Nielsen's band - with the leader on trombone, flugelhorn and soprano sax, Tom Ellison on reeds, Eddie Tobin on piano, Mark Neuenschwander on bass and David Pruyn on drums - featured a few gems during the opening set, including saxophonist Don Menza's lovely bossa nova "Faviana."
For the second set, which Nielsen called "The Ellington Hour," audience members could be forgiven if they forgot what great music had already transpired. Nielsen's special guest for the next hour-plus was trumpeter Bit Risner. Nielsen, a longtime music educator, has been a mentor to her since Risner was 9. She was a mainstay in Sarasota's globetrotting youth band, Jazz Juvenocracy. Now she's 18 and will follow the other Jazz Juvie alumni to college in the fall.

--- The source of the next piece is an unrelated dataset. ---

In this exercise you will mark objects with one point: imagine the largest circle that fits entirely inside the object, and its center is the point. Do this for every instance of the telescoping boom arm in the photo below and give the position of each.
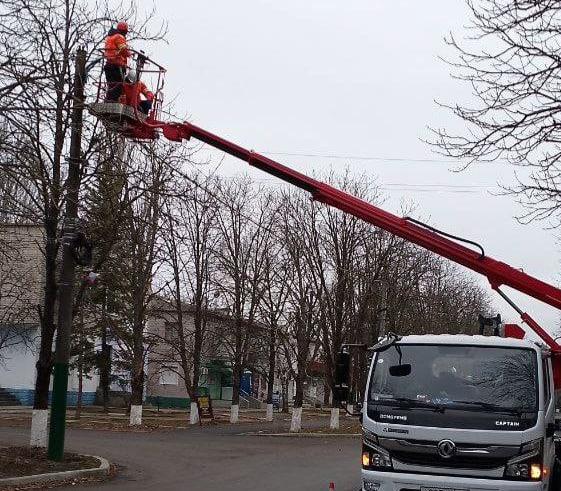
(497, 272)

Risner has the poise and polish of a pro, solid trumpet chops and soulful vocals.
|Nielsen, Risner, Ellison|
For the final set, the band played vintage tunes from the Duke Ellington Songbook that Nielsen had arranged for Jazz Juvenocracy. They included "Cotton Club Stomp," "Black and Tan Fantasy," "Perdido," "St. Louis Toodle-O," "Take the A Train," the blues "Rocks in My Bed" (one of Bit's two vocal features), "I Let a Song Go Out of My Heart," and "It Don't Mean a Thing (If it Ain't Got That Swing)."
"Concerto for Cootie," written for Ellington trumpeter Cootie Williams, was a splendid spotlight piece for Risner. Similarly "Isfahan," a Johnny Hodges feature from Ellington and Billy Strayhorn's "Far East Suite," showcased Ellison's alto sax mastery. The sextet closed the afternoon with Duke's most requested composition, "Mood Indigo."
The Nielsen/Risner collaboration drew a record crowd of more than 155 to the venue. Supplemental seating spilled out into two hallways, and there were also a few standing wherever they could find a spot. What a splendid way to open the 2015 portion of the club's concert season.